Nesta terça-feira (17), foi registrado o requerimento, provocando críticas do diretor-geral da Aneel, Sandoval Feitosa.
No decorrer da manhã de hoje (18), na cidade de São Paulo, antes do leilão para contratação de reserva de energia em forma de potência (LRCAP), Feitosa manifestou surpresa diante da contestação feita pela Enel.
“Recebemos a informação de que a empresa entrou com um pedido de segurança para impedir o andamento do julgamento, bem como anular o parecer emitido por mim no processo.”
Feitosa comunicou que a Aneel tomará as medidas cabíveis.
“Certamente iremos recorrer caso o pedido de segurança seja deferido.”
O debate sobre o encerramento do contrato de concessão da Enel São Paulo está em análise na agência reguladora desde que o ministro de Minas e Energia, Alexandre Silveira, o governador de São Paulo, Tarcísio de Freitas, e o prefeito da capital, Ricardo Nunes, uniram-se para solicitar o rompimento do acordo.
Essa solicitação de encerramento do contrato ocorreu após múltiplas reclamações de moradores e comerciantes da região metropolitana de São Paulo, que enfrentaram diversos episódios de falta de energia elétrica.
A diretoria colegiada da Aneel optou por prorrogar o prazo para análise do processo até 24 de março, quando o tema será novamente discutido.
“Não houve julgamento, não houve decisão. O que foi definido foi a marcação de uma reunião. E causa-nos, de fato, grande surpresa ver a empresa tentando interferir no procedimento administrativo da Aneel de forma indireta. O Poder Judiciário, sim, é o caminho para que qualquer cidadão ou empresa busque seus direitos. No entanto, impedir que o regulador exerça sua função, [indica que] já estamos em uma fase muito prejudicial para a regulação do nosso país”, declarou o diretor-geral.

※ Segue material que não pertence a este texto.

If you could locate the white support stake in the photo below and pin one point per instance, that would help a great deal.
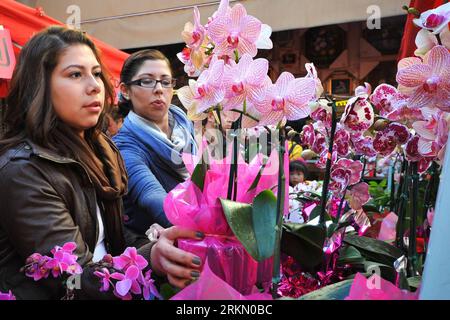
(436, 275)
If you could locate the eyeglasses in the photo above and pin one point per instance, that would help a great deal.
(151, 83)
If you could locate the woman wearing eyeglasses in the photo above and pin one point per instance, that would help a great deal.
(154, 135)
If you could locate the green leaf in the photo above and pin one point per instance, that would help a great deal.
(257, 178)
(255, 225)
(264, 216)
(167, 291)
(414, 282)
(350, 255)
(385, 271)
(239, 217)
(198, 176)
(304, 243)
(373, 249)
(337, 291)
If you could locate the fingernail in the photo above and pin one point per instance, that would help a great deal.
(195, 274)
(199, 234)
(197, 261)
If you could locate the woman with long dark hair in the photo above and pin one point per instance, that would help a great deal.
(152, 139)
(61, 179)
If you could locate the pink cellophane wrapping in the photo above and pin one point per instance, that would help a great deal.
(227, 259)
(211, 287)
(188, 207)
(376, 288)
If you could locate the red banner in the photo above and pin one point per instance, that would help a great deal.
(7, 58)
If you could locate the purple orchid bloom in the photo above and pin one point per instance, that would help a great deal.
(105, 278)
(7, 296)
(149, 290)
(128, 258)
(127, 282)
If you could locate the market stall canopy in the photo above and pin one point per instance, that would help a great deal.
(137, 23)
(23, 22)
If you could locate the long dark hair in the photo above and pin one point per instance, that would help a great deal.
(30, 113)
(131, 66)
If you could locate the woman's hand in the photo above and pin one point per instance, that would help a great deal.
(181, 267)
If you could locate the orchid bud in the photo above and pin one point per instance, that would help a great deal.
(380, 124)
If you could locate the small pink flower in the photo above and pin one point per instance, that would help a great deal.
(206, 92)
(363, 145)
(129, 258)
(287, 99)
(127, 282)
(427, 82)
(358, 195)
(387, 140)
(358, 115)
(433, 135)
(105, 278)
(435, 19)
(7, 296)
(149, 290)
(342, 142)
(244, 81)
(308, 135)
(235, 30)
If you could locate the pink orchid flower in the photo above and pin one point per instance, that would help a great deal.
(358, 113)
(342, 142)
(36, 267)
(435, 19)
(428, 81)
(105, 278)
(129, 258)
(7, 296)
(308, 135)
(127, 282)
(235, 30)
(64, 261)
(206, 92)
(194, 34)
(287, 99)
(149, 290)
(387, 140)
(425, 41)
(393, 105)
(244, 81)
(358, 195)
(363, 145)
(344, 173)
(376, 288)
(433, 135)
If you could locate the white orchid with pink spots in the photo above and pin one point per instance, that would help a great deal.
(235, 30)
(287, 99)
(206, 92)
(434, 20)
(358, 113)
(244, 81)
(427, 82)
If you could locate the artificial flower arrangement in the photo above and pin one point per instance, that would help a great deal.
(123, 275)
(344, 234)
(232, 198)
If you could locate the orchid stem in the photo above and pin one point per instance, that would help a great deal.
(413, 222)
(338, 215)
(326, 180)
(280, 212)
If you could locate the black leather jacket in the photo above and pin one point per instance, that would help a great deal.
(48, 200)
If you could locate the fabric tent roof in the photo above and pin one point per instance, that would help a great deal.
(23, 21)
(137, 23)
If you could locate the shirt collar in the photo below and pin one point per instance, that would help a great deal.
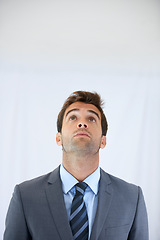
(68, 181)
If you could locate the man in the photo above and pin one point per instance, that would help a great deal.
(78, 200)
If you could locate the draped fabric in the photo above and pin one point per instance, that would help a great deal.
(28, 127)
(48, 49)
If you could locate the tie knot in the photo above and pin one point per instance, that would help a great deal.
(80, 188)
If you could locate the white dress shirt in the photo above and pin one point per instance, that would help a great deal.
(90, 195)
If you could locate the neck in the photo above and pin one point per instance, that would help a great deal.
(80, 167)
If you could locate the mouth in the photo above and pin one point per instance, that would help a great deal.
(82, 134)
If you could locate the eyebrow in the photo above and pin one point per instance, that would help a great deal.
(76, 109)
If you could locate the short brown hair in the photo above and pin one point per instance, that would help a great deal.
(86, 97)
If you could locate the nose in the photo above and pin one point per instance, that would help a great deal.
(82, 125)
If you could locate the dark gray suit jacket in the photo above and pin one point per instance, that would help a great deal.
(37, 211)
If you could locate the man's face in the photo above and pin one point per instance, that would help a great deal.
(81, 129)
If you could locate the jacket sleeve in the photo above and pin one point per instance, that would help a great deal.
(139, 230)
(16, 226)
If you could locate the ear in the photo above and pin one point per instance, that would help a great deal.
(103, 142)
(58, 139)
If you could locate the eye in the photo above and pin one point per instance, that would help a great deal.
(92, 119)
(72, 118)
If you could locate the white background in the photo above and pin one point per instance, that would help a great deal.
(48, 49)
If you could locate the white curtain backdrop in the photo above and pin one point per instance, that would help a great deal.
(28, 149)
(48, 49)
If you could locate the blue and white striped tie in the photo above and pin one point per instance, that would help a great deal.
(78, 216)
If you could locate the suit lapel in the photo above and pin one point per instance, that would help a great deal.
(104, 201)
(57, 206)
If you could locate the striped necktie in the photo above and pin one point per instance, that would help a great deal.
(78, 216)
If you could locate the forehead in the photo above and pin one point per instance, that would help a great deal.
(82, 107)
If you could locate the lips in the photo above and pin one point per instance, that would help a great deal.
(81, 134)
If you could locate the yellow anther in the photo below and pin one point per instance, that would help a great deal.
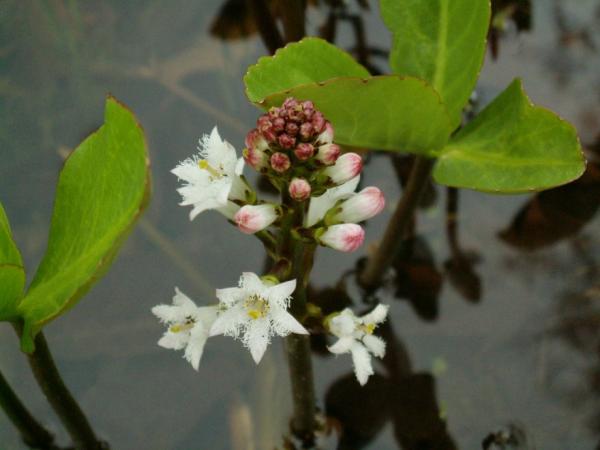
(256, 307)
(180, 327)
(204, 165)
(369, 328)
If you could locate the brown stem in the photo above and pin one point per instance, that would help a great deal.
(32, 432)
(265, 22)
(298, 346)
(381, 259)
(59, 396)
(293, 17)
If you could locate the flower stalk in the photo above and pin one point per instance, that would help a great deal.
(380, 260)
(32, 432)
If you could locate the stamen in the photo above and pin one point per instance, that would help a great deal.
(204, 165)
(256, 307)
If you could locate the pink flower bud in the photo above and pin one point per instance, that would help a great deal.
(361, 206)
(280, 162)
(306, 131)
(286, 141)
(299, 189)
(253, 218)
(326, 137)
(256, 158)
(345, 168)
(278, 124)
(318, 122)
(255, 140)
(291, 128)
(304, 151)
(290, 103)
(345, 237)
(328, 154)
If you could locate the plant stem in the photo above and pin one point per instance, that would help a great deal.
(293, 17)
(32, 432)
(298, 346)
(59, 397)
(381, 259)
(266, 25)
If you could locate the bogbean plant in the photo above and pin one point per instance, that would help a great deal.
(319, 103)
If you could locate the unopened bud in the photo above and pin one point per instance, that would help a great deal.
(318, 122)
(345, 237)
(345, 168)
(326, 137)
(304, 151)
(278, 124)
(280, 162)
(286, 141)
(306, 131)
(361, 206)
(253, 218)
(256, 158)
(328, 154)
(299, 189)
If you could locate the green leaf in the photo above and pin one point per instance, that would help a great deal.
(512, 146)
(12, 274)
(440, 41)
(307, 61)
(386, 112)
(102, 189)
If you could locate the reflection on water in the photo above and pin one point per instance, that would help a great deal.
(498, 338)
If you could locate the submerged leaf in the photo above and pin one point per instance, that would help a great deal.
(512, 146)
(102, 189)
(384, 113)
(12, 274)
(440, 41)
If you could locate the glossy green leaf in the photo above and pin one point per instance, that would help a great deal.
(384, 113)
(307, 61)
(440, 41)
(12, 274)
(512, 146)
(102, 189)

Segundo Feitosa, a empresa deveria “diminuir os gastos com advogados” e concentrar esforços em aprimorar o serviço prestado à população.
“Eu recomendo fortemente à empresa que se esforce ao máximo para melhorar o atendimento ao cidadão, elevar a qualidade do serviço e, eventualmente, reduzir a dependência excessiva de suporte jurídico para evitar a atuação da Aneel”, expressou o diretor da agência reguladora.

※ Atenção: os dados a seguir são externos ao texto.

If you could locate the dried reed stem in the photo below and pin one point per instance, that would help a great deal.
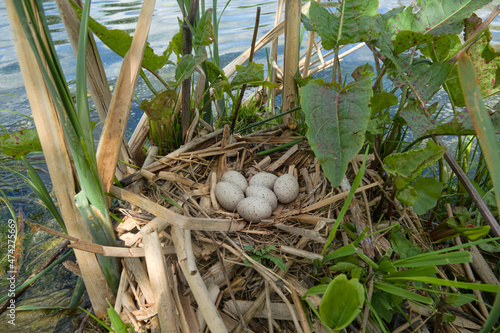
(54, 148)
(195, 281)
(119, 109)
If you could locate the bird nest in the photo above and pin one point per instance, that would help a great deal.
(191, 263)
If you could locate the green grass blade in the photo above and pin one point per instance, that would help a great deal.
(38, 187)
(355, 184)
(402, 292)
(36, 277)
(81, 82)
(426, 259)
(487, 140)
(447, 283)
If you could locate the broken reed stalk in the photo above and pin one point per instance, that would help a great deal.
(58, 163)
(291, 61)
(157, 272)
(310, 44)
(187, 45)
(119, 109)
(252, 50)
(195, 281)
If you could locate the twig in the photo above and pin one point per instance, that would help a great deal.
(195, 281)
(231, 293)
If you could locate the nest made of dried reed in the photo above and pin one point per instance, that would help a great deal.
(185, 184)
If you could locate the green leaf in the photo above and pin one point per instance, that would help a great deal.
(20, 143)
(344, 251)
(402, 292)
(424, 270)
(428, 193)
(423, 77)
(342, 302)
(434, 17)
(442, 48)
(337, 118)
(204, 31)
(343, 267)
(488, 140)
(186, 66)
(409, 165)
(161, 106)
(277, 261)
(407, 195)
(382, 304)
(317, 290)
(425, 259)
(354, 21)
(461, 124)
(116, 320)
(381, 101)
(251, 74)
(474, 233)
(449, 283)
(484, 59)
(119, 42)
(403, 246)
(38, 187)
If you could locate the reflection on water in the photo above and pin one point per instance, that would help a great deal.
(235, 35)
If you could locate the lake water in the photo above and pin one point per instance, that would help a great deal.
(235, 34)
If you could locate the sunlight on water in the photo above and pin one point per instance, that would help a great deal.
(235, 35)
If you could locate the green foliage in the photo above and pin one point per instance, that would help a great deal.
(119, 42)
(263, 253)
(428, 191)
(342, 302)
(251, 74)
(355, 21)
(337, 118)
(434, 17)
(489, 144)
(406, 167)
(20, 143)
(461, 124)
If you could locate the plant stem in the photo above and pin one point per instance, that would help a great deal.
(252, 50)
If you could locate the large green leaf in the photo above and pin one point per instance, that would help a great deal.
(337, 118)
(434, 17)
(486, 63)
(356, 20)
(428, 193)
(119, 42)
(482, 122)
(423, 77)
(20, 143)
(342, 302)
(409, 165)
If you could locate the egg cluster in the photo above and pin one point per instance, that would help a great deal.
(257, 199)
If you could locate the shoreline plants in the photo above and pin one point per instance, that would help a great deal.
(429, 211)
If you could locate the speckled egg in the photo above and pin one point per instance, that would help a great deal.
(286, 188)
(233, 176)
(228, 195)
(254, 209)
(263, 178)
(260, 191)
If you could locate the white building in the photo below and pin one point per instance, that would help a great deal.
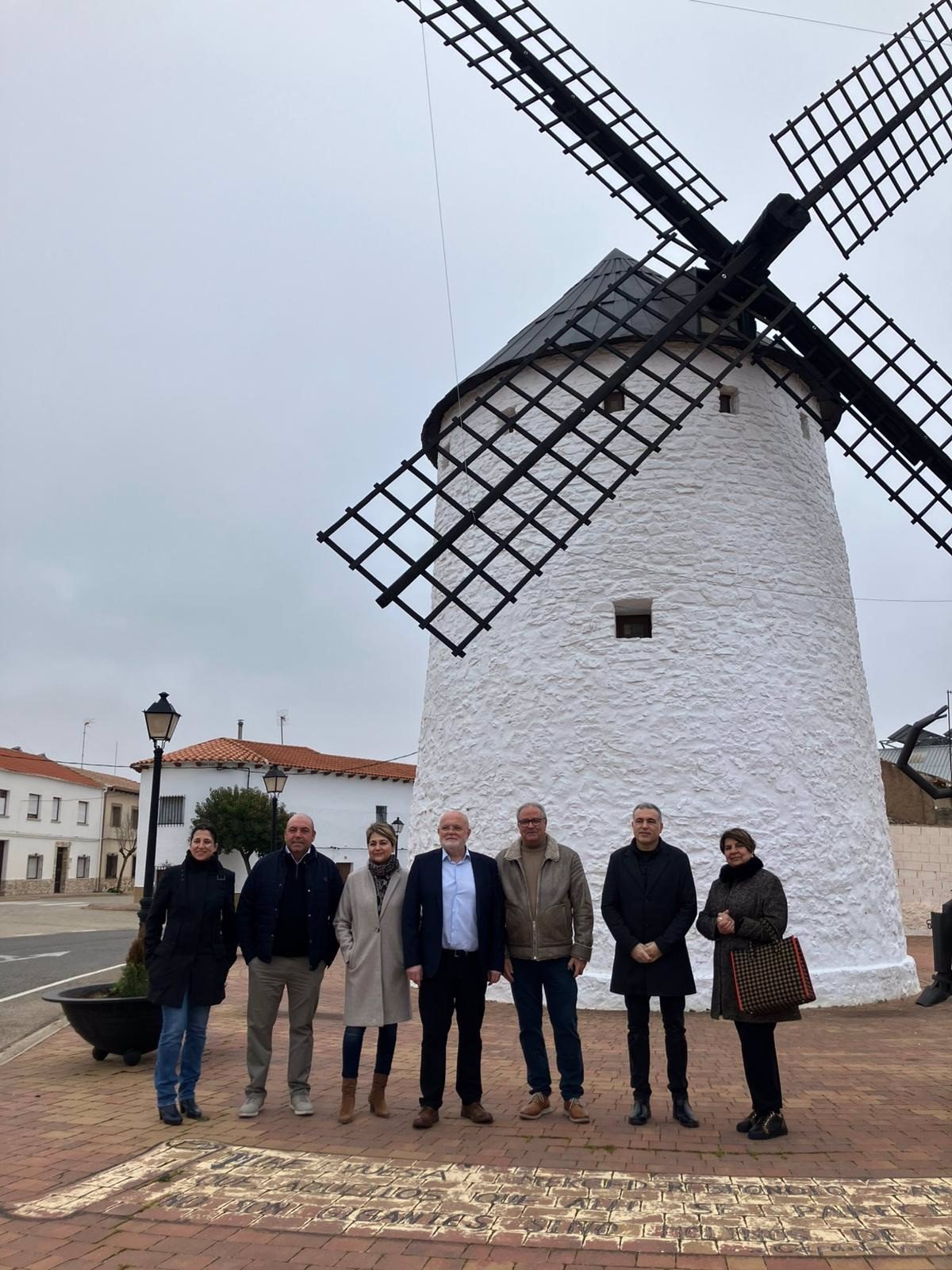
(51, 822)
(342, 795)
(695, 647)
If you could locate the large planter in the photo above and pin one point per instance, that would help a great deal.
(112, 1026)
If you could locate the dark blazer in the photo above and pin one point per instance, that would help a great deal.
(423, 912)
(190, 937)
(260, 899)
(653, 905)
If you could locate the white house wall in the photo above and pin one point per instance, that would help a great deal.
(342, 808)
(748, 706)
(25, 837)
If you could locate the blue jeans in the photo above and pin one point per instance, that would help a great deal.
(353, 1045)
(554, 977)
(188, 1022)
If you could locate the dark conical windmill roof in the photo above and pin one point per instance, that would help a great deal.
(615, 305)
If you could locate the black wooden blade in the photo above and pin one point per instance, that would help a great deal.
(881, 364)
(546, 78)
(532, 456)
(879, 133)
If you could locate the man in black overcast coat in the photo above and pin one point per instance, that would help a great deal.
(649, 905)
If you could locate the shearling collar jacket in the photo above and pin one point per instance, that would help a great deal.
(564, 921)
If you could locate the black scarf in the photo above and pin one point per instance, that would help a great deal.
(740, 873)
(381, 874)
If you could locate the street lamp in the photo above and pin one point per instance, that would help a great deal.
(160, 724)
(274, 781)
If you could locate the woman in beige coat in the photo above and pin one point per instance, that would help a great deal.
(376, 990)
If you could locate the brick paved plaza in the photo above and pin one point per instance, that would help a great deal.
(89, 1176)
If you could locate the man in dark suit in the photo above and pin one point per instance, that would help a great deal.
(454, 946)
(649, 905)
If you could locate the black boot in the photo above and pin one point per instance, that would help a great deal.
(682, 1113)
(640, 1111)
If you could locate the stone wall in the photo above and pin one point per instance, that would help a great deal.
(923, 857)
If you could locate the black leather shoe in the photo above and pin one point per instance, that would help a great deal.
(682, 1113)
(771, 1126)
(640, 1111)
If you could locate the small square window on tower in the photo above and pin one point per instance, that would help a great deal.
(632, 619)
(727, 400)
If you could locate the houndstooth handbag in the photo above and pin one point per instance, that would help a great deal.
(771, 977)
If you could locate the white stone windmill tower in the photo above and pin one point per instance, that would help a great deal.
(689, 637)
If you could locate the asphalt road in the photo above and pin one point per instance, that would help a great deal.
(44, 944)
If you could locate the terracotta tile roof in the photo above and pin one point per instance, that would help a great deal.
(108, 780)
(228, 749)
(38, 765)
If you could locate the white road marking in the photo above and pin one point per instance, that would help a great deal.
(44, 987)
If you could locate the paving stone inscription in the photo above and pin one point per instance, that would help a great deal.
(209, 1183)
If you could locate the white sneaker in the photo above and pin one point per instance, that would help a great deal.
(251, 1105)
(301, 1103)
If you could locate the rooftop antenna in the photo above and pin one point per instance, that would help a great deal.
(83, 747)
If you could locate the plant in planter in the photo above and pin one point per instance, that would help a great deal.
(114, 1018)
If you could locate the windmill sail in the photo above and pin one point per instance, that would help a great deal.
(909, 467)
(879, 133)
(495, 36)
(532, 455)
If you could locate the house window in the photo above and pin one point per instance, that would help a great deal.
(171, 810)
(632, 619)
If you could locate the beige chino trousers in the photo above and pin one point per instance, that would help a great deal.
(267, 982)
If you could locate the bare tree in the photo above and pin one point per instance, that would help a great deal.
(125, 835)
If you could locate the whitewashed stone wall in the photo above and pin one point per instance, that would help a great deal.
(748, 706)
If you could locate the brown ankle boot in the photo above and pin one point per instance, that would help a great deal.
(348, 1091)
(378, 1104)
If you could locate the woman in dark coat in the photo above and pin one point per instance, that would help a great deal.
(747, 906)
(190, 945)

“A ferramenta que possuo, como regulador, junto às equipes de fiscalização, é exigir o serviço adequado, aplicar penalidades e, seguindo o procedimento previsto em lei, sugerir a possibilidade de encerramento, que, reitero, é apenas uma etapa. A decisão final não cabe à Aneel. A palavra final é do titular do serviço, que é a União Federal”.
Até o momento, destacou Feitosa, a Aneel determinou o encerramento de contratos em 30 situações, predominantemente relacionadas à transmissão de energia. “Em todos os casos, cumprimos a nossa parte, e em seguida o Ministério [de Minas e Energia] fez a sua parte”, acrescentou.
A Enel, procurada pela Agência Brasil, afirmou “reafirmar sua total confiança nos argumentos jurídicos apresentados e no sistema legal brasileiro”.
“A empresa reitera a importância de que qualquer deliberação seja realizada de forma imparcial e técnica, em conformidade com a legalidade e com os fatos comprovados no processo”, informou comunicado da Enel.